ODB a réussi à être un alcoolique et un drogué "fonctionnel" pendant un long moment. Selon vous, à quel moment a-t-il vraiment perdu le contrôle de sa vie ?

Je ne sais pas exactement. Il y a de nombreux facteurs qui ont contribué à ce qu’ODB perde pied. Je dirais que la situation s’est vraiment aggravée entre ses deux albums solos. D’ailleurs, ça s’entend dans les albums en question. Mais sans être ODB, c’est dur dire. Beaucoup de comportements considérés comme anormaux ne l’ont jamais été à ses yeux.

Vous écrivez qu’ODB a peut-être utilisé les drogues dures comme auto-médication face à une maladie mentale qui empirait.

Oui, quand je l’ai rencontré, il m’a semblé déprimé, apathique. Il m’a même dit qu’il avait perdu tout désir de vivre. Il semblait profondément découragé. Sa longue peine de prison a sûrement été un déclencheur : il n’a pas été correctement soigné ou pris en charge et cela a pu aggraver son état. En tout cas, d’un point de vue extérieur, il souffrait et cela m’a marquée.

La relation entre ODB et le reste du Wu-Tang a toujours semblée chaotique. Vous n’en parlez jamais explicitement mais on devine que son comportement erratique a contribué à le séparer du Wu-Tang.

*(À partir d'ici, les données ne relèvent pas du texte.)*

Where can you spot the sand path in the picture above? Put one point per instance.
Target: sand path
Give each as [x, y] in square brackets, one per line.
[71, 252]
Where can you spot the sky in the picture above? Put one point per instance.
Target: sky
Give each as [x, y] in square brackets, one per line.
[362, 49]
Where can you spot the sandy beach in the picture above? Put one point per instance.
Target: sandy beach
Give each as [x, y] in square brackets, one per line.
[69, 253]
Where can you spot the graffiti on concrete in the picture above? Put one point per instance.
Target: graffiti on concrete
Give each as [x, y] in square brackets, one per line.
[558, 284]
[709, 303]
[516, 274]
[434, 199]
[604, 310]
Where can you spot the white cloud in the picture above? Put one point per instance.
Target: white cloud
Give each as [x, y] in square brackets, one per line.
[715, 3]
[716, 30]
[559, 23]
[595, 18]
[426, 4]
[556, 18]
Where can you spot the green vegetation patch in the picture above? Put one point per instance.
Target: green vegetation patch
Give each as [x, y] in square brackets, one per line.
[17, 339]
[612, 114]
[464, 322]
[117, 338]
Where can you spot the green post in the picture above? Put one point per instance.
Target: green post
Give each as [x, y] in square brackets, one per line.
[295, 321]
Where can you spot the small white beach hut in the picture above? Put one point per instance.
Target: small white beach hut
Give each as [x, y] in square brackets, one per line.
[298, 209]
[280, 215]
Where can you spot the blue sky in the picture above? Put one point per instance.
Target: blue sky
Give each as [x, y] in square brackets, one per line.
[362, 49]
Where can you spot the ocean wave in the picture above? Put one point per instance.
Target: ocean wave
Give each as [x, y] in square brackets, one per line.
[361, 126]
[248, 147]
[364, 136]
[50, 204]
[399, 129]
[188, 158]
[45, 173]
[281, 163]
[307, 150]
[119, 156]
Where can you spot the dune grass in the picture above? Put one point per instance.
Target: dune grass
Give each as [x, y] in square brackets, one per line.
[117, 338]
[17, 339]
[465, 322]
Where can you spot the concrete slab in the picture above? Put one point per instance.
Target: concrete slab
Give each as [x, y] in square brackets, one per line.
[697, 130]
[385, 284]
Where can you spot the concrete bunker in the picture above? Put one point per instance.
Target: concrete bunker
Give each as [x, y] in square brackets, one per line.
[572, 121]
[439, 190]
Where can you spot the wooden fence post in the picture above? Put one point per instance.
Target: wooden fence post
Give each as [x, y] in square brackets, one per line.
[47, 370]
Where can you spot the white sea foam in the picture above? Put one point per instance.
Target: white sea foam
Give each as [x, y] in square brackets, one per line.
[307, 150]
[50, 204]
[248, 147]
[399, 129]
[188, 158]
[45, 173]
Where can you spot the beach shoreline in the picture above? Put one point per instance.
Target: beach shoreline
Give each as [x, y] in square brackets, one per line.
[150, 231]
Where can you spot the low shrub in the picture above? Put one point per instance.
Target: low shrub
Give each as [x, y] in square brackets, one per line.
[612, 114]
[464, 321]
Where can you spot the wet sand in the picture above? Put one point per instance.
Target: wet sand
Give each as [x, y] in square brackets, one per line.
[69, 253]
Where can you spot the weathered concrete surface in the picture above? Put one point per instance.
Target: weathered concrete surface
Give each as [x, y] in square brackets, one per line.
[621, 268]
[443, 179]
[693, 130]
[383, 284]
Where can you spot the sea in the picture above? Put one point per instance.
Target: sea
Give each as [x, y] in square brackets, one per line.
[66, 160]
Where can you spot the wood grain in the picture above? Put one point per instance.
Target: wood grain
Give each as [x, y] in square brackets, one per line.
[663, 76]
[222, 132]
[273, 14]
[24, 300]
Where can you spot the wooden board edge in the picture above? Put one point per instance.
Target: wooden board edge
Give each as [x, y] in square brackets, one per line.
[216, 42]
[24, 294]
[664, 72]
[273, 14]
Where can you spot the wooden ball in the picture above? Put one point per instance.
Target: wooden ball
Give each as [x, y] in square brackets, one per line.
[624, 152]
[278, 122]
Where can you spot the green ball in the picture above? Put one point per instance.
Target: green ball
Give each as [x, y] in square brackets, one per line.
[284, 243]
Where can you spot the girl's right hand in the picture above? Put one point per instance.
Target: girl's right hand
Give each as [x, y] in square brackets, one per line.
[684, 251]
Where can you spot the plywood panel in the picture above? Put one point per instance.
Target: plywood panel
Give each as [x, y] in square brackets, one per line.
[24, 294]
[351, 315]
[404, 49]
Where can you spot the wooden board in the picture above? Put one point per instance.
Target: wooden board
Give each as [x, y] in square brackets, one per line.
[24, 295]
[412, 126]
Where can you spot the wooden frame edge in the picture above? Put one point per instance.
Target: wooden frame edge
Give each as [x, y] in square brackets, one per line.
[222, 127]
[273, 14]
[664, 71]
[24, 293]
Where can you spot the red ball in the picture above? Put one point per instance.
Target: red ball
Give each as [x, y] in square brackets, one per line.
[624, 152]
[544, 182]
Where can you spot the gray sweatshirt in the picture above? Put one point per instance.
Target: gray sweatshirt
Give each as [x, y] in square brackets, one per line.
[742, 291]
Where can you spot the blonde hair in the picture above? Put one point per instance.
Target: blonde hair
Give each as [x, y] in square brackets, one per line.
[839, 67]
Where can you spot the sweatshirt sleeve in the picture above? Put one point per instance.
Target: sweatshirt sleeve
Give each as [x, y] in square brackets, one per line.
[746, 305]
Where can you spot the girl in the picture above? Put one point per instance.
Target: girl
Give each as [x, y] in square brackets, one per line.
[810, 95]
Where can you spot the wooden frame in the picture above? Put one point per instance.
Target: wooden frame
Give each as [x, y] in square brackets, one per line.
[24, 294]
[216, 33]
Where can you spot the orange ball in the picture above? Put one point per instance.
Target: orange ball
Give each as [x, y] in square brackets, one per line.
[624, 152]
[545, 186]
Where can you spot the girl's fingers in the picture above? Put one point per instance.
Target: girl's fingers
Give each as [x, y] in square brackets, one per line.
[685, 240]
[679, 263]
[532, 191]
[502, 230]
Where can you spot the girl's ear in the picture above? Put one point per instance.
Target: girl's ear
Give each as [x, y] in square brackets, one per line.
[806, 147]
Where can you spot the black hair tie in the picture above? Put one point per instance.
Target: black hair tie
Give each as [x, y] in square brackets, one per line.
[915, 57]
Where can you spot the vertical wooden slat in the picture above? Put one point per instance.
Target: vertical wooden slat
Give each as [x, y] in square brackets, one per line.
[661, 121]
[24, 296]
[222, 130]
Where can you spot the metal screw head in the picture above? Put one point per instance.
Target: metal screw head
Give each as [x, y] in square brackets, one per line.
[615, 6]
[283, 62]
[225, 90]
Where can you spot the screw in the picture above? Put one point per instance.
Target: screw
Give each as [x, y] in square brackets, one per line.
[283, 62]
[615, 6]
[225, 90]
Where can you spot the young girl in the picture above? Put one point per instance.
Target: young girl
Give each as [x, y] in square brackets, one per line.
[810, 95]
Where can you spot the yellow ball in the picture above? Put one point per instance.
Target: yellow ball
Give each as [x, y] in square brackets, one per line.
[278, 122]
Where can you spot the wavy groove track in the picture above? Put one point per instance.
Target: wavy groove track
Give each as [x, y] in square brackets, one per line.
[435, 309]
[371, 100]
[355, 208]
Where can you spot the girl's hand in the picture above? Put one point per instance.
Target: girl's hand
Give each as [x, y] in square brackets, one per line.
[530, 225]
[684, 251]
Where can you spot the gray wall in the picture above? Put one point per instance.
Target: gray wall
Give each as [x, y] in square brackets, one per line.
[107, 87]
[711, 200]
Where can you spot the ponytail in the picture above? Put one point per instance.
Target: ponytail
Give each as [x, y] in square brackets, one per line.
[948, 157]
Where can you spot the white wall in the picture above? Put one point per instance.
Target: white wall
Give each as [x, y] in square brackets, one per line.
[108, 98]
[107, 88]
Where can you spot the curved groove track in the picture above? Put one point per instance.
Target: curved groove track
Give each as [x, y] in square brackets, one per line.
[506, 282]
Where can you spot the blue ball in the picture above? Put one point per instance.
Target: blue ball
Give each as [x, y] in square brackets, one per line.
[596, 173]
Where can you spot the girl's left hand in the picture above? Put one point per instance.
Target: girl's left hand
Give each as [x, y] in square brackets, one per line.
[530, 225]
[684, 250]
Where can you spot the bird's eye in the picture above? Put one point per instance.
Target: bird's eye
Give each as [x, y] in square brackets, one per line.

ODB était séparé de nombreuses partie de sa vie et le Wu-Tang était juste l’une d’elle ! De nombreux membres du Wu m’ont dit qu’ils se sentaient toujours connectés, même s’ils ne lui parlaient pas régulièrement. Je n’ai pas évoqué en profondeur cet aspect car cela fait partie de toute la dynamique du Wu-Tang : ils sont en flux constant ! Lors des concerts, il manque parfois jusqu’à la moitié des membres du groupe, il y a toujours des bagarres internes. Et sur ce point, ODB n’était pas spécial !

Pensez-vous qu’on se souvient de lui pour de mauvaises raisons ?

Non, je pense qu’il était un artiste incroyable : un vrai MC et une bête de scène. Il avait de la personnalité, un style, un flow. On se souvient aussi de lui pour ses frasques mais cela ne devrait pas éclipser son talent. C’est un des grands du hip hop et on devrait se souvenir de ça en premier.

Vous écrivez d’ailleurs que l’écriture d’ODB fait penser à l’abstraction de James Joyce !

Oui, une grande partie de son style vient de sa manière de jouer avec des sons gutturaux, des onomatopées. ODB peut communiquer une émotion en répétant « Shimmy Shimmy Ya » ! C’est son interprétation qui crée l’émotion. Mais il est aussi capable de lyricisme plus complexe, notamment quand il multiplie les rimes internes. Je pense à "Yo! I come with that ol’ loco, style from my vocal, couldn’t peep it with a pair of bi-focals." Comme Joyce et beaucoup de romanciers post-modernes en général, ODB mariait une écriture complexe avec des onomatopées ou sonorités qu’il parvenait à incarner et à rendre signifiantes.

Et quelle est votre chanson préférée de lui ?

Dur à dire ! J’adore son premier album, du début à la fin. Et j’ai toujours eu un faible pour sa collaboration avec Mariah Carey sur Fantasy.